L'étendue spatiale du cadre — plan large à très gros plan. Maîtrise la densité informationnelle et l'intimité émotionnelle.
La taille du plan décide de la quantité d'espace et d'informations que le spectateur voit dans un cadre — et donc de la proximité avec le drame. Sur le plateau, cela fonctionne comme un thermostat : plus la caméra se rapproche du visage, plus l'impact émotionnel est intense. Plus elle s'éloigne, plus l'orientation spatiale et la compréhension du contexte sont fortes.
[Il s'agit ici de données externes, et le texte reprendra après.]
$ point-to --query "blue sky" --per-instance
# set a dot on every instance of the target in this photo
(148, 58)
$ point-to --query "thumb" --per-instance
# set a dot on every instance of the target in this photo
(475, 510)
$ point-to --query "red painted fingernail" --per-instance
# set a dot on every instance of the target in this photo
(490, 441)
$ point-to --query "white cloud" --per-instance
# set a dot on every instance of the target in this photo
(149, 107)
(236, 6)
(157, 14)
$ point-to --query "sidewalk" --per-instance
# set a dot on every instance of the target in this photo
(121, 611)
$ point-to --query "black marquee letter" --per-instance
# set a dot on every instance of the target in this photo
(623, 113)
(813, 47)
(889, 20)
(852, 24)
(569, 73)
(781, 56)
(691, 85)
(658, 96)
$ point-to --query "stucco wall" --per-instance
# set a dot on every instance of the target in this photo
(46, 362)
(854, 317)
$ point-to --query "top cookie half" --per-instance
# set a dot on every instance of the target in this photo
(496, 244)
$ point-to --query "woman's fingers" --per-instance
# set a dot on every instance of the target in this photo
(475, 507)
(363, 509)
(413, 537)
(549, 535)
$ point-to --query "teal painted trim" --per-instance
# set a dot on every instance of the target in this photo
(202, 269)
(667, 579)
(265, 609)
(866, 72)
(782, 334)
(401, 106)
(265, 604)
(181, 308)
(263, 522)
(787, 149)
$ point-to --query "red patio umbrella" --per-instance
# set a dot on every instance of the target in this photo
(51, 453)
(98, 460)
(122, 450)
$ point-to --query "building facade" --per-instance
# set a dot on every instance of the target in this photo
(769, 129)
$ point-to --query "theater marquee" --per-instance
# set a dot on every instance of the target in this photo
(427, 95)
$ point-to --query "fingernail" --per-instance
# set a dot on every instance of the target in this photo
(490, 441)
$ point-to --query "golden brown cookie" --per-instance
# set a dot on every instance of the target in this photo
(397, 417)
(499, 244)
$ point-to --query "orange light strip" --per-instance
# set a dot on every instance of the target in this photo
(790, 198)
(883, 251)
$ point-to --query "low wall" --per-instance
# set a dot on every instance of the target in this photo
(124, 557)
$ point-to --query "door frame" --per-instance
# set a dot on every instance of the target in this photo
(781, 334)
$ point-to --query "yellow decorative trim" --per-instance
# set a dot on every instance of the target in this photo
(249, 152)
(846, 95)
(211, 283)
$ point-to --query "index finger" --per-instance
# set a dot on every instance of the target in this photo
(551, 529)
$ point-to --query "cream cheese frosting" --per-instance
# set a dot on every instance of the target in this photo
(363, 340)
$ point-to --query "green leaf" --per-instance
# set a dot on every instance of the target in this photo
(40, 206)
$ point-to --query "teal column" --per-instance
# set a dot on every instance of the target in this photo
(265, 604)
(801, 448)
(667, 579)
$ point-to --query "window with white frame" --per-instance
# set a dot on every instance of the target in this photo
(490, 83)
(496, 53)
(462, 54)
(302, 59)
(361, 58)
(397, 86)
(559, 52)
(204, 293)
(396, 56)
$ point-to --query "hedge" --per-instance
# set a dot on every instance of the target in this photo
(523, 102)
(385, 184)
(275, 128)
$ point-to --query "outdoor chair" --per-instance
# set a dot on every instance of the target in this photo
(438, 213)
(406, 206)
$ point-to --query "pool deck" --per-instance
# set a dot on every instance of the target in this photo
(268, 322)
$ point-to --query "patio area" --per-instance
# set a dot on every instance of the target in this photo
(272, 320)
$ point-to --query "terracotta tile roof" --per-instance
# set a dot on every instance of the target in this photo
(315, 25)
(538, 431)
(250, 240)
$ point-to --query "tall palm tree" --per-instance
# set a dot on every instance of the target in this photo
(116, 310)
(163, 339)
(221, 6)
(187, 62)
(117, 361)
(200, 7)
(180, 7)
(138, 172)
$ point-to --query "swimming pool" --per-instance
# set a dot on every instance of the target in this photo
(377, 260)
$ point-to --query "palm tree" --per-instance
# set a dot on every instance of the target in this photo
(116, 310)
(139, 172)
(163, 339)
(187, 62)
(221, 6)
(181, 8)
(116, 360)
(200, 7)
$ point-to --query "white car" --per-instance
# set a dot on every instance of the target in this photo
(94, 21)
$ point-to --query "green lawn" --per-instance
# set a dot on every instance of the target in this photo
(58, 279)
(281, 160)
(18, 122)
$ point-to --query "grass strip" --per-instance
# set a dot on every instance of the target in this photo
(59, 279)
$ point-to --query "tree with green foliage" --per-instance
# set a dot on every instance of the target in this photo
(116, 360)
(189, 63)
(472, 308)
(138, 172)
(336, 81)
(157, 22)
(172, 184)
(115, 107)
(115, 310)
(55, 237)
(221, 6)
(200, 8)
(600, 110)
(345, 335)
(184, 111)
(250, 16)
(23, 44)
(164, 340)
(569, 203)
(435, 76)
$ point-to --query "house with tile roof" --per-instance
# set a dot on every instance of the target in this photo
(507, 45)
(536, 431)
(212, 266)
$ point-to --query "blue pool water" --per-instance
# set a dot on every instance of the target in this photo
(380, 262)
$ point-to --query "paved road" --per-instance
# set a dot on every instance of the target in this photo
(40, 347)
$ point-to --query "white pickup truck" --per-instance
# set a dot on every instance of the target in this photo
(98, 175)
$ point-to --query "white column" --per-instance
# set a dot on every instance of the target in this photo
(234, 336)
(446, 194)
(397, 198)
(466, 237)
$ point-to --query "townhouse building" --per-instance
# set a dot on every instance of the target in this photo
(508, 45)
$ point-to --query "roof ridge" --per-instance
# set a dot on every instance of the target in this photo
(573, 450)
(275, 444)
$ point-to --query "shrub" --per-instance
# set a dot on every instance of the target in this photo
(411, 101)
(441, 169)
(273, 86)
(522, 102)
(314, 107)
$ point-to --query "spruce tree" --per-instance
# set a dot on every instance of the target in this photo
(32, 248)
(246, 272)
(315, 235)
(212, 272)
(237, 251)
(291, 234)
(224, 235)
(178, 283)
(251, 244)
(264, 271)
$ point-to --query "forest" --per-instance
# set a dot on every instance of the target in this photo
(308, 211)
En pratique, nous distinguons plusieurs positions. Le plan d'ensemble très large (ou plan d'établissement) montre le paysage complet, la maison, la pièce entière — nous nous situons. Le plan d'ensemble montre le personnage entier dans l'espace, donne de la liberté de mouvement et une dimension spatiale. Le plan moyen (ou plan américain) devient la norme lors des conversations, car nous voyons le visage et les mains sans paraître trop proches. Le gros plan isole complètement le visage — c'est ici que se déroule la vie intérieure. Le très gros plan zoome sur des détails : un œil, une bouche, une larme — une condensation émotionnelle totale, souvent dérangeante ou intime.
La taille du plan détermine également le rythme du montage. Des coupes rapides entre des gros plans donnent une impression de précipitation et de charge émotionnelle. Des plans longs en taille d'établissement paraissent contemplatifs, monumentaux. Un visage unique dans la profondeur de champ d'un plan d'ensemble peut créer de l'isolement, bien que tout l'espace soit visible — cela se passe dans la tête du spectateur. Dans les configurations par-dessus l'épaule (du plan moyen au gros plan), nous utilisons la taille du plan pour visualiser la proximité ou la distance entre les personnages — plus près signifie tension, plus grande distance signifie conflit ou indifférence.
Sur le plateau, cela signifie concrètement : le scénario ne dit pas automatiquement quelle taille de plan nous avons besoin. Une phrase peut sembler hystérique en très gros plan ou réfléchie en plan d'ensemble. Le réalisateur et le directeur de la photographie doivent négocier cela ensemble. Souvent, nous tournons plusieurs tailles — un plan général en plan moyen, puis un gros plan pour la réaction, puis un insert pour le détail. Au montage, nous combinons ces tailles pour créer une grammaire narrative. Ce n'est pas un détail technique, c'est du sens.